The correct term for this phenomenon is diffraction. In particular, an object that has been interposed between the lens and the subject in focus will cause light to diffract around it, creating Airy fringes. This is most familiar in the context of pinhole or slit photography, in which the narrow aperture makes the deflection most prominent, but it is important to remember that diffraction is a quantum phenomenon, and thus occurs at the boundary of any object that blocks incoming light rays.

Why, then, is the effect not visible in the area of the image that is in focus? Because here, the effect is too minor compared to the subject detail. Why is it visible in the out of focus areas? Because these areas tend to have smooth background blur. The effect is especially visible here because certain out of focus highlights will render as "doubled" due to light rays diffracting around either side of the obstacle (the fencing wires). If the source of this light is geometrically aligned with the obstacle, then the effect is also more pronounced.


----------



## TeT (Mar 24, 2015)

Thank you for that quick explanation...


----------



## Maximilian (Mar 24, 2015)

Thanks to all trying to help me get this thing understood. 

As the shape seemed to be geometrically round I was thinking about reflections or maybe also diffraction. 
But I am quite sure that either of both effects does not directly come from the fence. 
I am quite familiar with shoting through fences and mashes and as i said I am 90% sure that I managed to hit the center of one mesh (about 7 cm rectangular wide)
The fence was painted dark. And the bars (not wires) were straight horizontal and vertical. It was no wire mesh fence with small and diagonal meshes. The effects from these I know very well.



chromophore said:


> The correct term for this phenomenon is diffraction
> ...
> due to light rays diffracting around either side of the obstacle (the fencing wires)
> ...


Hi chromophore!

I was thinking about diffraction, too. And as fas as I could recall optical physics a straigt wire/bar would not lead into a round diffraction artifact. 

So this should come somewhere out of the optics. So more about reflection, maybe comming from a shiny screw in the fence. 

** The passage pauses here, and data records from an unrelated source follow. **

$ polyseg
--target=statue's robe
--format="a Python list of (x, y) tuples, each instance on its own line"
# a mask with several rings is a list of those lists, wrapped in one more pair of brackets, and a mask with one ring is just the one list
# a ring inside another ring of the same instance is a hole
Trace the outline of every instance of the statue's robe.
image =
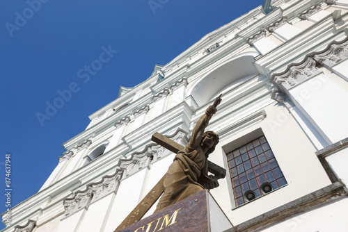
[(169, 166), (164, 181), (164, 192), (155, 212), (205, 188), (212, 189), (219, 186), (216, 179), (208, 175), (207, 156), (200, 147), (204, 129), (212, 115), (207, 111), (197, 122), (190, 142), (177, 153)]

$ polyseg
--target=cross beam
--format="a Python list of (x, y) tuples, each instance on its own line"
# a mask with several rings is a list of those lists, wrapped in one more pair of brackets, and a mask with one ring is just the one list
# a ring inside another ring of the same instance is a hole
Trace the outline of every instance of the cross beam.
[[(182, 150), (184, 148), (184, 146), (176, 143), (170, 138), (168, 138), (157, 132), (152, 135), (151, 140), (164, 147), (164, 148), (166, 148), (167, 149), (175, 154), (177, 154), (179, 151)], [(226, 176), (226, 169), (214, 164), (209, 160), (208, 160), (208, 171), (216, 176), (218, 179), (223, 179)]]
[[(158, 144), (166, 148), (169, 151), (177, 154), (177, 152), (184, 148), (184, 146), (173, 141), (170, 138), (161, 135), (159, 133), (155, 133), (152, 135), (151, 140)], [(226, 169), (208, 160), (208, 171), (214, 174), (217, 179), (222, 179), (226, 176)], [(164, 192), (163, 182), (164, 181), (164, 175), (161, 180), (155, 185), (154, 188), (148, 193), (136, 207), (127, 216), (122, 223), (116, 228), (114, 232), (118, 231), (128, 226), (139, 221), (151, 208), (154, 204), (158, 200), (159, 197)]]

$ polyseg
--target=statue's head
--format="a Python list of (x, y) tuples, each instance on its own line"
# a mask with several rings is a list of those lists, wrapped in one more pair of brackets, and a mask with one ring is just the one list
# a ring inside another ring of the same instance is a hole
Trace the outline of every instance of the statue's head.
[(219, 135), (212, 131), (205, 131), (203, 133), (202, 139), (202, 146), (209, 146), (210, 148), (206, 152), (205, 156), (208, 156), (209, 154), (215, 150), (215, 147), (219, 143)]

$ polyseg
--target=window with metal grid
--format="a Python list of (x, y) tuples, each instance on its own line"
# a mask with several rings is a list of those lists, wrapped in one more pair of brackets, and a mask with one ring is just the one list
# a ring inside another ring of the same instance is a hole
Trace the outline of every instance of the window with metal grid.
[(273, 190), (287, 184), (264, 136), (227, 154), (227, 159), (236, 206), (248, 201), (244, 194), (249, 190), (255, 192), (255, 198), (262, 195), (260, 187), (265, 182)]

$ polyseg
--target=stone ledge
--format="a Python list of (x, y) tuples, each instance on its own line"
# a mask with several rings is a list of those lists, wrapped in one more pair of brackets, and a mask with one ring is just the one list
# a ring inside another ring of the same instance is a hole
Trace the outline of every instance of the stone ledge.
[(348, 190), (340, 182), (335, 182), (282, 206), (230, 228), (225, 232), (253, 231), (271, 226), (321, 204), (336, 201), (348, 196)]
[(317, 156), (324, 156), (345, 147), (348, 147), (348, 138), (316, 151), (315, 154)]

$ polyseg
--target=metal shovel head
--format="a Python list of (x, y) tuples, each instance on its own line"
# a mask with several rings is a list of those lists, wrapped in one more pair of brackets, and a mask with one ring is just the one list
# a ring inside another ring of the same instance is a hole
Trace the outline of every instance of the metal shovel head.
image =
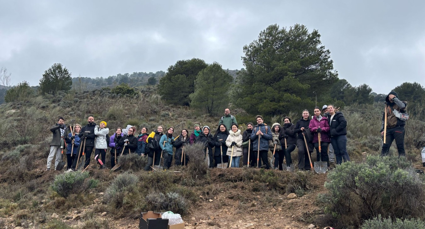
[(62, 161), (60, 161), (59, 163), (57, 163), (57, 166), (56, 166), (56, 170), (58, 171), (60, 171), (63, 168), (63, 167), (65, 166), (65, 162)]
[(328, 170), (328, 163), (326, 161), (315, 161), (314, 171), (318, 174), (324, 174)]

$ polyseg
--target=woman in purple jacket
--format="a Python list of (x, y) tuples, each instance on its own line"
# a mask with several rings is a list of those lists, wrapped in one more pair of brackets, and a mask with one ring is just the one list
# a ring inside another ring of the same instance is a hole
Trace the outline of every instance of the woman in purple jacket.
[(116, 152), (117, 157), (119, 156), (121, 153), (120, 149), (121, 147), (117, 144), (119, 141), (121, 137), (124, 136), (122, 129), (116, 128), (115, 133), (109, 138), (109, 147), (110, 147), (110, 167), (113, 168), (115, 166), (115, 152)]
[[(329, 167), (329, 157), (328, 156), (328, 146), (331, 142), (331, 138), (329, 137), (329, 131), (330, 128), (328, 124), (328, 119), (326, 117), (322, 117), (321, 111), (320, 108), (316, 107), (314, 110), (314, 116), (310, 121), (309, 128), (313, 134), (313, 144), (316, 149), (316, 155), (317, 156), (317, 161), (319, 161), (322, 159), (322, 161), (326, 161), (328, 163)], [(320, 134), (320, 138), (319, 139), (319, 134)], [(320, 141), (321, 150), (319, 150), (319, 141)]]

I was also thinking about *something comming from the IS*. At 400 mm and "just" 1/400 it could have been working if my hand was shaking a bit. 
But if you think you can sort this out, I'll leave it to beeing more alerted about reflections causing flare or diffraction. 

Thank you all once again.


----------



## chromophore (Mar 24, 2015)

We have to be very specific about the "artifact" that you are referring to. I am referring to the way the out of focus objects (what looks like twigs or branches) appear to have a "doubled" look, where there is a thin dark line running along the contour of the object, rather than a smooth transition. This effect is certain to be diffraction as I described earlier.


----------



## IMG_0001 (Mar 24, 2015)

It appears that everyone is not talking about the same artifacts. I'm talking about those that I highlighted (very delicately I should say) in this picture. I hope the OP is not offended that I retouched the image .

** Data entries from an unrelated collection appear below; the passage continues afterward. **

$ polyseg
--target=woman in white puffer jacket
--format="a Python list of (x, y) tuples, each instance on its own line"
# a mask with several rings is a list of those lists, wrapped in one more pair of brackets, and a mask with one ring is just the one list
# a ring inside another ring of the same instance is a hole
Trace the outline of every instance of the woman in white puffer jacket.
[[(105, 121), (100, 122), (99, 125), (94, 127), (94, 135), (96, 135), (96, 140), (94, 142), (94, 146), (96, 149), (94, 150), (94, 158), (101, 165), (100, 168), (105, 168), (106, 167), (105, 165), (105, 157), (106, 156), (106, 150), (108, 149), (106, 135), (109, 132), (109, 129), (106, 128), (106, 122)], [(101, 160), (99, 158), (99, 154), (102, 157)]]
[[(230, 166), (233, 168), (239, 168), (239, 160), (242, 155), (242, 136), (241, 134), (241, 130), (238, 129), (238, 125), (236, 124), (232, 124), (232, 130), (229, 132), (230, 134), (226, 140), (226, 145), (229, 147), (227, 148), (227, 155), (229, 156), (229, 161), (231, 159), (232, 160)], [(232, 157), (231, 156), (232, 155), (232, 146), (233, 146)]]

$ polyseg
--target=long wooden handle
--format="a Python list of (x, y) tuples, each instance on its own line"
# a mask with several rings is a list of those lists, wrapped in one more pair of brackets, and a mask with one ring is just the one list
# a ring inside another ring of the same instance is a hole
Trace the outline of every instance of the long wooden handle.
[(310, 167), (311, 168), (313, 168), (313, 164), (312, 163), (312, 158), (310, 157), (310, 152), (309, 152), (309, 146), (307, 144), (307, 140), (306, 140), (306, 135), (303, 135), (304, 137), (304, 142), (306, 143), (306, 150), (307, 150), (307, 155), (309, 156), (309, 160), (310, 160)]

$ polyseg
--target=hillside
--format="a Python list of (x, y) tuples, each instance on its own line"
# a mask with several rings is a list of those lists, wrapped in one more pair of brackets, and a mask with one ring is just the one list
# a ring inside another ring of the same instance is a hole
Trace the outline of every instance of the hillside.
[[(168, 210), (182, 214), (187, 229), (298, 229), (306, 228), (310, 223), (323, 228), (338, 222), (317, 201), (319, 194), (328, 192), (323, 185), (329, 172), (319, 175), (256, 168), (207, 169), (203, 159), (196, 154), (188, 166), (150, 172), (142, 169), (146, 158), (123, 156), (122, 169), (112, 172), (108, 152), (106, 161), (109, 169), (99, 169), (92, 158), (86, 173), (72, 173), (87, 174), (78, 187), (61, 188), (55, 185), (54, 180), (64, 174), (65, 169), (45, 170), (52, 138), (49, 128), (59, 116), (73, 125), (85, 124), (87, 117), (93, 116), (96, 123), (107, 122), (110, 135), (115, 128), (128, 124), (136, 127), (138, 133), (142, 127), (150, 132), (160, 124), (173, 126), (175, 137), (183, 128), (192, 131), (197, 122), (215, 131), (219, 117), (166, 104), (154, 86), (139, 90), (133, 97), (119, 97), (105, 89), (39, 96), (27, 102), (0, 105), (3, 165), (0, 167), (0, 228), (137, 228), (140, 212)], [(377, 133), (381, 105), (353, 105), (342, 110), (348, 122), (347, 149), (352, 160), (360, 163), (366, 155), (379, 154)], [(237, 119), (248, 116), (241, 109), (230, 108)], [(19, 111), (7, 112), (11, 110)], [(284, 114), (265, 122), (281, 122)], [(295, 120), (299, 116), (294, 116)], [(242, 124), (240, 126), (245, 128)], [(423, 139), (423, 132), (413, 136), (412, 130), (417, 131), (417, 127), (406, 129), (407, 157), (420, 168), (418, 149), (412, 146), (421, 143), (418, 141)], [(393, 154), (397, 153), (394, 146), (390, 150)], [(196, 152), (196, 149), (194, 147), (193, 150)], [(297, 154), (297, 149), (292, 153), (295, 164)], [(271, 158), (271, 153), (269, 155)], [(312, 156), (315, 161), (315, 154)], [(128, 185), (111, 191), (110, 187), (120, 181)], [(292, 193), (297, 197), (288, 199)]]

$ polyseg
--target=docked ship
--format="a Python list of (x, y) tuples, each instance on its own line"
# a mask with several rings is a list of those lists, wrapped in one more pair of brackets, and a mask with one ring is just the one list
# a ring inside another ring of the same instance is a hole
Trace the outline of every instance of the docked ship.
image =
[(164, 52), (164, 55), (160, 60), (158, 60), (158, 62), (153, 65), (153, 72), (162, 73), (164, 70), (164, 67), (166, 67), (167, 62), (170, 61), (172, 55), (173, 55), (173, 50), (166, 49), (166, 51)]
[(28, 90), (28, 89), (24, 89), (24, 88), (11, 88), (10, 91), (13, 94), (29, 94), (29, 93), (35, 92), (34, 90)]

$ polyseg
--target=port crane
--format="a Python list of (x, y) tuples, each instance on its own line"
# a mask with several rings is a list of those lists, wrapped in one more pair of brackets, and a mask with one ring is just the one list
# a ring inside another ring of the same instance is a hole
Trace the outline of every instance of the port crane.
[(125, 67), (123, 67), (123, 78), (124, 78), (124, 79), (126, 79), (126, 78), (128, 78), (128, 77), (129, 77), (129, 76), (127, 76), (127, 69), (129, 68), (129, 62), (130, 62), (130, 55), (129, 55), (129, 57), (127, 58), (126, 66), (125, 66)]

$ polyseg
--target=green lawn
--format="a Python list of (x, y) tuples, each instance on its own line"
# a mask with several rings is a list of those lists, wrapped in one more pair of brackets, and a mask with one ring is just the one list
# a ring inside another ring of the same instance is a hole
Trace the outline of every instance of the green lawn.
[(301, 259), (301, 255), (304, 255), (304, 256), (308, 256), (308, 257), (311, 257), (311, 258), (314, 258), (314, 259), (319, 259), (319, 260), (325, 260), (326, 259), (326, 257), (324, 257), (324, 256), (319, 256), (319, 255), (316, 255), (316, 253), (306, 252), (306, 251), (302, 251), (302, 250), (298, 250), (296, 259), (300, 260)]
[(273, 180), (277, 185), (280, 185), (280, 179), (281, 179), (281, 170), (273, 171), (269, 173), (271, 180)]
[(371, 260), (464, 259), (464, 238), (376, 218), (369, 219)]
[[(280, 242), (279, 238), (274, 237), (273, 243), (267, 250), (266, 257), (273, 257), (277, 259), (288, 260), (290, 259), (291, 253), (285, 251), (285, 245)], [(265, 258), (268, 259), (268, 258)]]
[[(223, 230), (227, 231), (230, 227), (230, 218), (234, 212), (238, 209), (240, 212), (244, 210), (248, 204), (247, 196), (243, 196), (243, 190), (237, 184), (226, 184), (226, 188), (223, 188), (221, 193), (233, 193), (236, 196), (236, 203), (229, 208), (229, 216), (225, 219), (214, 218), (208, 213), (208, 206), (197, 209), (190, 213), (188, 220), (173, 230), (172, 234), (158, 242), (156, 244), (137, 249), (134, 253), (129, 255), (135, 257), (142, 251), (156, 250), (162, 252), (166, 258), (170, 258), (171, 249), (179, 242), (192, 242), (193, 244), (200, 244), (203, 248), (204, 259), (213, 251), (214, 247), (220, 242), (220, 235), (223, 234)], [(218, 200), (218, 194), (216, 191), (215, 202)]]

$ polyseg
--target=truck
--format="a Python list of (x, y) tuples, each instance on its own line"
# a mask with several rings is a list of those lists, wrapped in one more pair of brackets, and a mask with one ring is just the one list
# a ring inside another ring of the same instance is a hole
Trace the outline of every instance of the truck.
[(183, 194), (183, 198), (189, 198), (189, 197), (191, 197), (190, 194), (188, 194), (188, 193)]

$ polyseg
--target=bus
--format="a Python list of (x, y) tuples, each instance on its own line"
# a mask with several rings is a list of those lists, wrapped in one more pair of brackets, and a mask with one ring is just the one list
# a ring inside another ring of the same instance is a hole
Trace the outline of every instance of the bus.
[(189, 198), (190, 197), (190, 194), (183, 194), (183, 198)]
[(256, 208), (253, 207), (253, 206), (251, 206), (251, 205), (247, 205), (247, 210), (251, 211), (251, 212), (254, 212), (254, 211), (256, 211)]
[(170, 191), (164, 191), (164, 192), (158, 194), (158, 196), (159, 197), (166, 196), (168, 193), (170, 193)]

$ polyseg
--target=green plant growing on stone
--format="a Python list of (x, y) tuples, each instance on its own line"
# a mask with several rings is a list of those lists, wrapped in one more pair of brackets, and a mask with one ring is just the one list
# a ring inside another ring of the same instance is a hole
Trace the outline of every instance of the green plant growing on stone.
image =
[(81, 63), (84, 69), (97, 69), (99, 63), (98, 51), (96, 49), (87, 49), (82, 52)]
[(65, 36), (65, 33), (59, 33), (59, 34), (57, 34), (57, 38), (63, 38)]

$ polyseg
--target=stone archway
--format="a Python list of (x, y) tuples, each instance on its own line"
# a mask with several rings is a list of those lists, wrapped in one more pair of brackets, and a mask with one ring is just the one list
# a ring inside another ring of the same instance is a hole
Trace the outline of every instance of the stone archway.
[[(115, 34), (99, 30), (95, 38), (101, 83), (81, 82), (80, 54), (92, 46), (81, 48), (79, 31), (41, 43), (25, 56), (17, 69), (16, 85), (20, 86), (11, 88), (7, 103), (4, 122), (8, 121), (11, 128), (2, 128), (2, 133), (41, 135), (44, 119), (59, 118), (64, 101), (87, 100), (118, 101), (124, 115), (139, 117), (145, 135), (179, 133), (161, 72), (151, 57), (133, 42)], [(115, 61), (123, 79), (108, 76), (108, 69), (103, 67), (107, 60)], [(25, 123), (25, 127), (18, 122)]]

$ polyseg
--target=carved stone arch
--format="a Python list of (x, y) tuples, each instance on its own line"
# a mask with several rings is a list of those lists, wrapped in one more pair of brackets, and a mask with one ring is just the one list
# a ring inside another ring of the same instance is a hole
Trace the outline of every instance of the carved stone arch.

To me, this looks just like the reflection of where an element (or probably a filter) would be seated in its mount. I think it is possible that sunlight coming at a high angle could reflect from the filter ring, then on the front element and be picked up from there. Ok, now I'm repeating myself...


----------



## Maximilian (Mar 24, 2015)

IMG_0001 said:


> It appears that everyone is not talking about the same artifacts. I'm talking about those that I highlighted (very delicately I should say) in this picture. I hope the OP is not offended that I retouched the image .


Of course I am not offended. I was just too lazy to do that. :-[


> To me, this looks just like the reflection of where an element (or probably a filter) would be seated in its mount. I think it is possible that sunlight coming at a high angle could reflect from the filter ring, then on the front element and be picked up from there. Ok, now I'm repeating myself...


The *left *artefact - ending at the lynx' back seems to be some diffraction of a branch and seems to fall under the catetegory that Neuro was mentioning in his first post (100-400L MkI jittery bokeh) and it seems not to be a circular segment but a little bit different shaped.
The *right* artefact seems to be best explained with your argument of refection/diffraction of one optical element, filter or lens. 

Thank you again.


----------